Wednesday, August 16, 2023

Losing for Future Losses

It's not been a good year for the St. Louis Cardinals. Hard to complain too much about their first losing season since 2007, but it has been a generally miserable experience watching them find ways to lose. 

Early on, it was the starting pitching - minus the since-traded Jordan Montgomery - being mostly garbage. When that started to round into form, the bullpen started blowing every lead it was handed. Didn't matter which reliever they used, he'd fuck it up somehow. The offense would alternate explosion of eight or more runs with weeks where they couldn't score more than three. The defense, which had been a strong point the previous two seasons (and is vital for a pitching staff that still doesn't strike anybody out), degraded through a combination of injuries, poor personnel choices, and just inexplicable play from normally good defenders.

Nolan Arenado's won a lot of Gold Gloves, but one could have expected some age-related decline as he continued into his early 30s. I didn't expect him to look like his talent was stolen by the Monstars in a baseball-themed remake of Space Jam.

Anyway, the season's done in any real sense beyond seeing if any of the younger players can show progress, or waiting for a few of the veterans to reach personal milestones. Adam Wainwright's quest for 200 wins has been difficult to watch. He pitched so well the first 5 months of last year, I really figured his struggles in September were related to the ground ball he took off the knee. If so, the issue has lingered for over 11 months now.

Situation being what it is, there's at least some portion of the fanbase rooting for the team to be as bad as possible. To tank, in pursuit of a higher draft pick next summer. I guess they figure the team is going to lose anyway, they might as well look for the silver lining.

I can't quite get to that perspective, never have been able to get into tanking as something to support. It seems contrary to the idea of competitive sports. You're supposed to be trying to win. Plus, thanks to all those years watching the Arizona Cardinals, I've seen too much losing due to incompetence rather than design to be enamored with, "We're losing, but it's on purpose!"

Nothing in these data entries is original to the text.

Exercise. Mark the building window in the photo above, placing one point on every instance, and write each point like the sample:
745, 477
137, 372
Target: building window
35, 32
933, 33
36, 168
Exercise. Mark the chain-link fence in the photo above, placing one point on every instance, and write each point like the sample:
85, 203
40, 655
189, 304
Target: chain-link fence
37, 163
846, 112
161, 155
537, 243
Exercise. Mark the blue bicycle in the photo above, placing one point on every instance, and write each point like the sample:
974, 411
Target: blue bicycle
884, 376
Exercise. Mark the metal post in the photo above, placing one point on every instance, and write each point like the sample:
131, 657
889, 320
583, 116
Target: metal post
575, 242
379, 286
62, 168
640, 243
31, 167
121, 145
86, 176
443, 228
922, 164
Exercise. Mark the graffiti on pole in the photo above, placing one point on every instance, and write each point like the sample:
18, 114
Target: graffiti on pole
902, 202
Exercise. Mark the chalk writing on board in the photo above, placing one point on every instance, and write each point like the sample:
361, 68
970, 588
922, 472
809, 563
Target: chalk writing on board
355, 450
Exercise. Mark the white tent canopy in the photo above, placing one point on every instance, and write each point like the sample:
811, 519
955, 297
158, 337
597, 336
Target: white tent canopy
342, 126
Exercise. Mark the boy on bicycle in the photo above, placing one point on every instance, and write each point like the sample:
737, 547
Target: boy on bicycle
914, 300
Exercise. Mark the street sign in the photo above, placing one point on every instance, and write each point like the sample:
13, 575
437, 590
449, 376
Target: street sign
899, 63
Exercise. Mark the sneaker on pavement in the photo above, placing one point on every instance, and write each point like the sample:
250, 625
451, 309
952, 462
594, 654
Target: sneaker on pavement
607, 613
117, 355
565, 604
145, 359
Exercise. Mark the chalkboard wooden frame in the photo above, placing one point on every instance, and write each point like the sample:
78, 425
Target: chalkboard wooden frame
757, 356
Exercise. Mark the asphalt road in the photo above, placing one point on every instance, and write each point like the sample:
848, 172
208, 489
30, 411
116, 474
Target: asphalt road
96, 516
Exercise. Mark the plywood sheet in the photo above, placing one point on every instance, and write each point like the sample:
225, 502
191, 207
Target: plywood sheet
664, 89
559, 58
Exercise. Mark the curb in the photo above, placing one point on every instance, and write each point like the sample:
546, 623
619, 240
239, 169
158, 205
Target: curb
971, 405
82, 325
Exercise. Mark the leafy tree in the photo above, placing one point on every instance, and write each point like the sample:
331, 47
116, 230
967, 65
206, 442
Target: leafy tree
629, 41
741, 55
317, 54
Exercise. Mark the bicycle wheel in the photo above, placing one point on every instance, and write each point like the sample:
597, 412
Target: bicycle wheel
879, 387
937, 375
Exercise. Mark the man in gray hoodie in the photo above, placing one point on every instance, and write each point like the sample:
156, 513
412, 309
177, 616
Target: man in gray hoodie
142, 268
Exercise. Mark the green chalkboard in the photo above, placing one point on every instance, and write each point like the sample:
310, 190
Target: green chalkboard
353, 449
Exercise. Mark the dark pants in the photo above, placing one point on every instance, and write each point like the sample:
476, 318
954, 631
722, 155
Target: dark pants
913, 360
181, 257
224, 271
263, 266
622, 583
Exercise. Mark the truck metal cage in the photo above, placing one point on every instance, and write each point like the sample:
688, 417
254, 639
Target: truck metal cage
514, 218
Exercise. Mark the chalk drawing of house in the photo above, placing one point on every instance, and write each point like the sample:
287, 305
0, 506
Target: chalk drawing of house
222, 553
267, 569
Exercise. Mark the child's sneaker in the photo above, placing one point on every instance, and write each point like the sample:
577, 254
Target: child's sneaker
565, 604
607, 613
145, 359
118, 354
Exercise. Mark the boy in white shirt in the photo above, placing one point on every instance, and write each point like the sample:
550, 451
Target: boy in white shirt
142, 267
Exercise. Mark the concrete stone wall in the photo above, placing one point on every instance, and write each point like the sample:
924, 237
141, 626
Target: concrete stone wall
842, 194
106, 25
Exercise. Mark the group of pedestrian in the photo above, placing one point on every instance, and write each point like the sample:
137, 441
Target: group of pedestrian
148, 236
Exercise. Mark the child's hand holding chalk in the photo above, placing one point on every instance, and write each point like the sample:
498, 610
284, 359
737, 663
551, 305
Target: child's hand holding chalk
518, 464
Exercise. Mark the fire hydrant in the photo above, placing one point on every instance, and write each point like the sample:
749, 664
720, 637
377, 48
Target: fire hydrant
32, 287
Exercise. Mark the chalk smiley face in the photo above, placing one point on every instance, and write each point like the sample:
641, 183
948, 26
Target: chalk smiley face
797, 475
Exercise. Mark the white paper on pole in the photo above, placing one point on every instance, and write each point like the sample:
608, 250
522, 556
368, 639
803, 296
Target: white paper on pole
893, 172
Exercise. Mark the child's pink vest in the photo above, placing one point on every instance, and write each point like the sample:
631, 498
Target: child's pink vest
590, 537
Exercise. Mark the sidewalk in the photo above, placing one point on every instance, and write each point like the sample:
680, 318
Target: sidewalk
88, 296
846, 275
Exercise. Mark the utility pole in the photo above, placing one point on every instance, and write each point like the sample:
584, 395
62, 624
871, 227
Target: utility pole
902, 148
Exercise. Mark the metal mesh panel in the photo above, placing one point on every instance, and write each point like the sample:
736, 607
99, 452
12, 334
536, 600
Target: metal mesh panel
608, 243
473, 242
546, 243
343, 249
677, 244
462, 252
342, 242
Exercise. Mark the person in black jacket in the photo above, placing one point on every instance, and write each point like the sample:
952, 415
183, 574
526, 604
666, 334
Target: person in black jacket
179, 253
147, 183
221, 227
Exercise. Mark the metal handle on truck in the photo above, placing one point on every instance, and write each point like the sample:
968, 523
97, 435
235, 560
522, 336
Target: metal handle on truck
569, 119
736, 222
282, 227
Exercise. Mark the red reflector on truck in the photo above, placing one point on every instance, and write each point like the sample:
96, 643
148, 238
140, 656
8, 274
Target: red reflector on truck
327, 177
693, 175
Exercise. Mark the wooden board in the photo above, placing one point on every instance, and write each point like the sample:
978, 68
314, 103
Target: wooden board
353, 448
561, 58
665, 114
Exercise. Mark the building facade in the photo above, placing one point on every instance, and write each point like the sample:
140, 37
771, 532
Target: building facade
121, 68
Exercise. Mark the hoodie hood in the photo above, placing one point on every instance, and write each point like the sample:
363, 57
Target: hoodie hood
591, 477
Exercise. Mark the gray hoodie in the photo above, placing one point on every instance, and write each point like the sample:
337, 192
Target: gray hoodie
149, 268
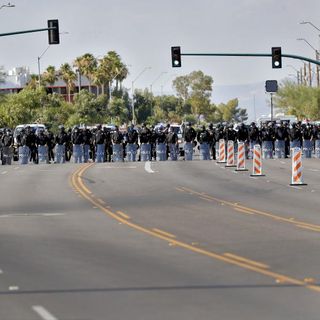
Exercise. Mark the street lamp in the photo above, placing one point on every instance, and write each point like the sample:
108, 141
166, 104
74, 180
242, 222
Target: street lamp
132, 91
308, 22
317, 57
8, 5
297, 71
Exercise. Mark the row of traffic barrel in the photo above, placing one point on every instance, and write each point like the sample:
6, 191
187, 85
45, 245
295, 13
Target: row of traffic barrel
226, 154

Besides, tanking's not a one-year strategy. Certainly not in baseball where it usually takes multiple seasons before a draft pick makes it to the major leagues. It ended up working out for the Astros and (to an extent) the Cubs, but the Astros had 162 wins and 324 losses over a 3-year span, then lost 92 games the next year before finally reaching the playoffs. Took another two years, plus trash can aided cheating - to win a World Series. The Cubs weren't quite that bad - 198 wins to 288 losses over 3 years, then an 89 loss-season before making the playoffs - but their run also ended much faster.

Point being, if the Cards do tank the way some of these folks are rooting, it won't stop with this season. While getting to pick earlier in the draft improves the chances of getting a difference maker, high draft picks crap out all the time in baseball. Pitchers get injured, or can't learn a changeup. Position players turn out to be unable to hit better pitching. It takes a lot of good players to make a good baseball team, not just one or two (ask the Los Angeles Angels.) And it takes time for those players to make it through the minor leagues before they can help. Tanking this year might improve the team in 2026, but it isn't going to do shit for 2024.

It's probably moot, since the Cardinals seem to like being competitive every year. Have a good chance to make the playoffs, then hope things break right their way so they can win it all. Plus, they rely a bit more on attendance for revenue than some of the other franchises. Losing teams don't put butts in the stands with or convince people to buy $12 beers (at least, not at the ballpark), so hopefully this isn't the start of a long trough.